第222話 得意なこと

「複合スキル……」


 その言葉は、イベントの中で何度か聞いた。

 そして、実際に戦ったものでもある……。


 ――シンシさんの、針と糸だ。


「シンシの複合戦闘術だけじゃない。ヤカタや、フェン、もちろん俺だって会得している」

「フェンさん達も……」

「本来の武器戦闘術で戦えるやつには必要がなかったりするからな。まぁ、後々枝分かれして生まれる可能性はあるが」


 ウォンさんが言うには、複合スキルというのは、新しく生まれるスキルのことらしい。

 だから、今普通に戦えてる人達でも、後々他の技術と兼ね合わせて、新しいスキルを生み出す可能性があるってこと。
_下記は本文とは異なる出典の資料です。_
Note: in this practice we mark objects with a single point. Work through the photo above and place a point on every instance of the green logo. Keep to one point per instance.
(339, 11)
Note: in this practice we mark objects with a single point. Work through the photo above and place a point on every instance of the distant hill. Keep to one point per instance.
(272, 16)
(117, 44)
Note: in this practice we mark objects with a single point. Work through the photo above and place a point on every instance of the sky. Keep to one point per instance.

 だから、シンシさんのように本来戦闘では使えない技術を戦闘技術と兼ね合わせることで、僕にもそういった新しいスキルが生まれる可能性があるって言いたいみたい。


「なぁ、お前の得意なことってなんだ?」

「僕の得意なこと……?」

「ああ、そうだ。得意なことを武器にする。それが一番自分に合ってるもんだ。別に、好きなことでも良い」


 そう言ってウォンさんは棒を地面に立て、手を乗せ体重をかける。

 ……もう戦う気は無い、と言わんばかりの脱力感。

 まぁ実際、もう戦う必要がないんだろうなぁ。


「得意だったり好きだったり、ね。うーん……」

「参考までに教えてやるか。シンシの複合スキルの元は、<小剣術>と<裁縫>、<細工>が元になっている。小剣ってのはレイピアのことだ」

「つまり、針をレイピアに、敵や周りの物を布とか材料に見立てて、それらを糸で仕立てるってことなのかな?」

「そうだな。その考え方で合ってるだろうぜ。特殊なのは……お前、たしかあの忍者と知り合いだったか?」


 あの忍者って……あの忍者?

 忍者の知り合いは1人しかいないけど、そもそもこの世界にそんな沢山忍者がいるとは思わないし、多分あの忍者なんだろう。


「その顔を見るに心当たりがあるみたいだな」

「たぶんあの忍者さんだと思うけど」

「俺も知ってる忍者はまだ1人だけだからな。あの忍者だろうぜ?」

「うん、僕も1人しか知らないから」


 つまり、あの忍者とはあの忍者さんだということだろう。

 ……色んな人に忍者って言われるって、忍んでないのに忍者でいいんだろうか。


「まぁ、その忍者の使う忍法は、完全に複合スキルだ」

「え、あれってスキルなの? 完全に言ってるだけだと思ってた」

「いやいや。俺もそう思ってたんだが、どうやらスキルみたいだぜ? 俺が見たのは、風磨手裏剣に空蝉、土遁と疾駆だな」

「風磨手裏剣は知ってるけど、空蝉に土遁、疾駆?」

「空蝉は有名な身代わりの技だな。土遁は地面を爆発させる技、疾駆は空中だろうと自在に駆ける技だ」

「え、えーっと……?」


 正直理解が追い付かない。

 このゲームってリアリティを売りにしてたはずなんだけど、リアリティってどこにいったの?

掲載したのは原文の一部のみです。